Perdebatan Bi-La Kayfa dalam Teologi Islam

Terdapat tiga varian umum antropomorfisme dalam teologi Islam. Pertama yang berpandangan literal yaitu mereka yang meyakini Tuhan memiliki tangan, wajah, Dia duduk di atas Arsy-Nya, turun setiap malam ke surga terendah, dan Dia bisa marah atau bahagia.

Kedua yang berpandangan Tuhan tidak serupa dengan apapun. Sehingga tangan, wajah, bersemayam bermakna kiasan: Tangan adalah kekuasaan, wajah adalah kehadiran, bersemayam adalah mengawasi, dan seterusnya.

Ketiga adalah mereka yang menerima Tuhan memiliki tangan, wajah, dan bersemayam karena itu jelas tercantum dalam Al-Qur’an, namun tidak mempertanyakan rinciannya kecuali sebatas menerima dari setiap penjelasan tentang Allah melalui Al-Qur’an dan Hadis dengan tidak dikaitkan dengan rupa jasmani sebagaimana dimiliki makhluk. Ajaran ini bersumber dari prinsip Malik ibn Anas yang juga dianggap berasal dari berasal dari ajaran Ibn Hanbal.

Ajaran varian terakhir di atas berprinsip bi-la kayfa, yakni tidak mempertanyakan bagaimana kondisi Sifat Allah, oleh penentangnya dipandang mengingkari tasybih dan dianggap mengingkari makna Al-Qur’an karena dianggap mengingkari sifat-sifat Allah.

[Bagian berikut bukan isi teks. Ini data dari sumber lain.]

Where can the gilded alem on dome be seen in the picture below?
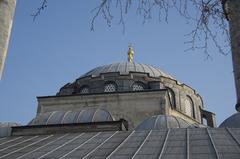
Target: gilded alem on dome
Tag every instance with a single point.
(122, 110)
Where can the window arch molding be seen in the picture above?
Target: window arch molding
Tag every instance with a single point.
(84, 89)
(189, 107)
(138, 86)
(110, 86)
(172, 97)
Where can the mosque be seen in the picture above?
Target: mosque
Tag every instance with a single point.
(122, 110)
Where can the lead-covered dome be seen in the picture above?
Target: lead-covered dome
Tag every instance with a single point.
(125, 68)
(232, 122)
(159, 122)
(68, 117)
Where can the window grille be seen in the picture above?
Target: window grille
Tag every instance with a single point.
(110, 87)
(137, 87)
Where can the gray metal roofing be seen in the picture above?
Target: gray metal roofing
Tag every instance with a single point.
(67, 117)
(180, 143)
(126, 67)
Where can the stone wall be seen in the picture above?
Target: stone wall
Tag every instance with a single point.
(133, 107)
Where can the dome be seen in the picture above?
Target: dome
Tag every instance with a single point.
(68, 117)
(125, 67)
(159, 122)
(232, 122)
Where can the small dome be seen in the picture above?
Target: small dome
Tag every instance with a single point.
(68, 117)
(163, 122)
(125, 67)
(232, 122)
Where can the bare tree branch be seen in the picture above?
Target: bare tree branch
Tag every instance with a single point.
(208, 17)
(39, 10)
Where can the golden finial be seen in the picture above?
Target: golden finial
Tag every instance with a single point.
(130, 53)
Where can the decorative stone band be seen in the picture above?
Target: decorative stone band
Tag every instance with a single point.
(7, 8)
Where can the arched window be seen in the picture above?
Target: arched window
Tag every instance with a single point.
(189, 107)
(84, 90)
(171, 95)
(110, 87)
(138, 86)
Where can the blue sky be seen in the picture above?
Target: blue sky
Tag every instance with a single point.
(58, 47)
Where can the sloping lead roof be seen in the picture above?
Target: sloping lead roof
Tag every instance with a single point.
(180, 143)
(125, 67)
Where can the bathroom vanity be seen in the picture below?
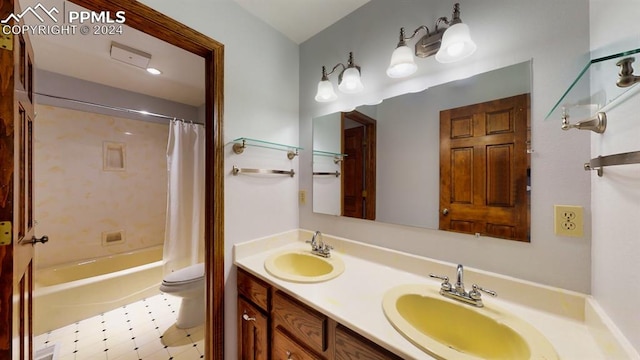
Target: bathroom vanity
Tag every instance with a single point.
(273, 325)
(344, 317)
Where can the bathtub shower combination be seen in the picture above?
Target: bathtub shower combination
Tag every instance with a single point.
(71, 292)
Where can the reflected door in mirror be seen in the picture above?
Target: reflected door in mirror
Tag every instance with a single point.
(359, 165)
(484, 167)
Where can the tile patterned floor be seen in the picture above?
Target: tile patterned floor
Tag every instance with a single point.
(144, 330)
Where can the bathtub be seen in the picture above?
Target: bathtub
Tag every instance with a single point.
(71, 292)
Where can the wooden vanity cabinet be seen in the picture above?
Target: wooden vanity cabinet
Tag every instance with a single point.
(273, 325)
(253, 332)
(253, 318)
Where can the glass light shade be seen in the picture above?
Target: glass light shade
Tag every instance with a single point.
(402, 63)
(351, 82)
(325, 92)
(456, 44)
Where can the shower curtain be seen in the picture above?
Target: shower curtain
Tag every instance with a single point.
(184, 230)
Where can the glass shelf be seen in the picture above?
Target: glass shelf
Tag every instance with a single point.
(594, 89)
(327, 153)
(240, 144)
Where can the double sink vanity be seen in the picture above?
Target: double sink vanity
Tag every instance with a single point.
(340, 299)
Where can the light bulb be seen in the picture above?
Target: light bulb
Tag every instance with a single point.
(456, 44)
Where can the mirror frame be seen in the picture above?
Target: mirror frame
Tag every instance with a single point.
(522, 84)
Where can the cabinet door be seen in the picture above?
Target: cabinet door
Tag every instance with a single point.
(252, 332)
(285, 348)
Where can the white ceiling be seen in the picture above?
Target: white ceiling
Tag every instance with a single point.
(87, 56)
(300, 19)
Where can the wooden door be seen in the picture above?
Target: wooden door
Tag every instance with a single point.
(359, 166)
(484, 168)
(16, 194)
(353, 173)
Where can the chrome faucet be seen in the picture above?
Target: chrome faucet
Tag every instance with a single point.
(457, 292)
(318, 247)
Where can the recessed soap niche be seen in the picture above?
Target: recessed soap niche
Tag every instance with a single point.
(114, 156)
(113, 237)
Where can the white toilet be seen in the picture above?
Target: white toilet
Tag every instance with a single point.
(187, 283)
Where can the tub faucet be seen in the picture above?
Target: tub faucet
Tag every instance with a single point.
(457, 291)
(459, 276)
(318, 247)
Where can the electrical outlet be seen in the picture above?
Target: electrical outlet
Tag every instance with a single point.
(568, 220)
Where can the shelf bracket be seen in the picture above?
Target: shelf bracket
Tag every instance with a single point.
(596, 123)
(618, 159)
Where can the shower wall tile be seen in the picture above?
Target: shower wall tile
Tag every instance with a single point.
(76, 200)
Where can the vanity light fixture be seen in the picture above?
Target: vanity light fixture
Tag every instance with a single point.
(449, 44)
(348, 81)
(154, 71)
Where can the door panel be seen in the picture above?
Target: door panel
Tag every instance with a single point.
(353, 173)
(16, 194)
(484, 168)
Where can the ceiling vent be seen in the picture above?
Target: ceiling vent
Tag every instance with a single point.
(130, 55)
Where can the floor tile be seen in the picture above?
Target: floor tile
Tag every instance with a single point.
(144, 330)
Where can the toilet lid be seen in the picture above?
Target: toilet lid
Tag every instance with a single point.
(186, 275)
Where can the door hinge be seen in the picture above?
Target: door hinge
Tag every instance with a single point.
(5, 233)
(6, 40)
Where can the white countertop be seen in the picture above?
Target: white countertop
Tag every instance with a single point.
(354, 298)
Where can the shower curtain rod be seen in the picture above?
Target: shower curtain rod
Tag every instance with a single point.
(116, 108)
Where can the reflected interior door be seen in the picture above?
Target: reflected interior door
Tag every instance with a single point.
(16, 194)
(484, 167)
(359, 165)
(353, 173)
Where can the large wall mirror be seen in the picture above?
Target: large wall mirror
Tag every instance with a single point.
(395, 163)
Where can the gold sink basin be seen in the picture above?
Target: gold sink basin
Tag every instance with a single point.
(448, 329)
(303, 266)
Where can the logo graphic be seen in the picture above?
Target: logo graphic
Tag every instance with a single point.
(34, 12)
(84, 22)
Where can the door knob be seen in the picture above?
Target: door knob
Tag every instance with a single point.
(43, 239)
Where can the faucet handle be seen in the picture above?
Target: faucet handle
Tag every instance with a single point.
(446, 285)
(475, 292)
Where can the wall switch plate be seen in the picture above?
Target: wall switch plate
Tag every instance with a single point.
(568, 220)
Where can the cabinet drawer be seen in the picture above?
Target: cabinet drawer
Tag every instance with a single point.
(302, 322)
(350, 345)
(284, 348)
(256, 290)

Namun mereka sendiri berpandangan bahwa hakikat Allah memang tidak bisa diketahui. Sifat-sifat Allah itu tidak diketahui seperti apa kecuali melalui sebatas keterangan di dalam Al-Qur’an dan Hadis.

Ibn Qutaybah adalah pemikir yang mendukung pandangan bi-la kayfa. Sementara Ibn Taimiyah adalah pendukung yang berusaha sekeras mungkin supaya dapat masuk akal.

Sebenarnya Abu Hasan Al-Asyari yang sepakati juga oleh Al-Maturidi berpandangan, tangan dan wajah Tuhan tidak dapat dikiaskan, kecuali ada dalil lain yang menerangkannya. Al-Maturidi menambahkan argumentasi dengan mengatakan bahwa kemustahilan itu terjadi karena tidak ada apa pun di dunia yang serupa dengan-Nya.

Sementara Al-Ghazali menerima kias atau takwil untuk Sifat Tuhan dengan mengatakan Tuhan di ‘arasy adalah simbol pengetahuan Tuhan atas manusia sehingga Tuhan mengetahui manusia, Dia dekat dengan manusia sebagaimana dekatnya urat leher.

Sementara itu Ibn Taimiyah yang mengkritik pandangan Al-Ghazali dengan mengatakan bahwa kedekatan tidak berhubungan dengan pengetahuan. Menguatkan Ibn Taimiyah, Binyamin Abrahamov (1995) mengatakan, umumnya teolog melakukan kesalahan logika dan linguistik dalam mengemukakan pandangannya.

Ibn Taimiyah melarang penggunaan kias (takwil) karena menurutnya Al-Qur’an harus dipahami konteks pembahasannya; Tuhan harus dipahami sebagaimana Dia menggambarkan dirinya sendiri. Abrahamov menengarai, kritik Ibn Taimiyah atas takwil adalah untuk membangun argumentasi bi-la kayfa.

Mengenai pengetahuan atas sifat-sifat Tuhan, Ibn Taimiyah berpandangan bahwa penjelasan tentang itu tidak boleh melebihi penerangan dari Nabi Muhammad. Bagi Ibn Taimiyah, Al-Qur’an itu sudah memenuhi apapun yang perlu diketahui manusia. Dengan demikian, tidak boleh manusia melebih-lebihkannya.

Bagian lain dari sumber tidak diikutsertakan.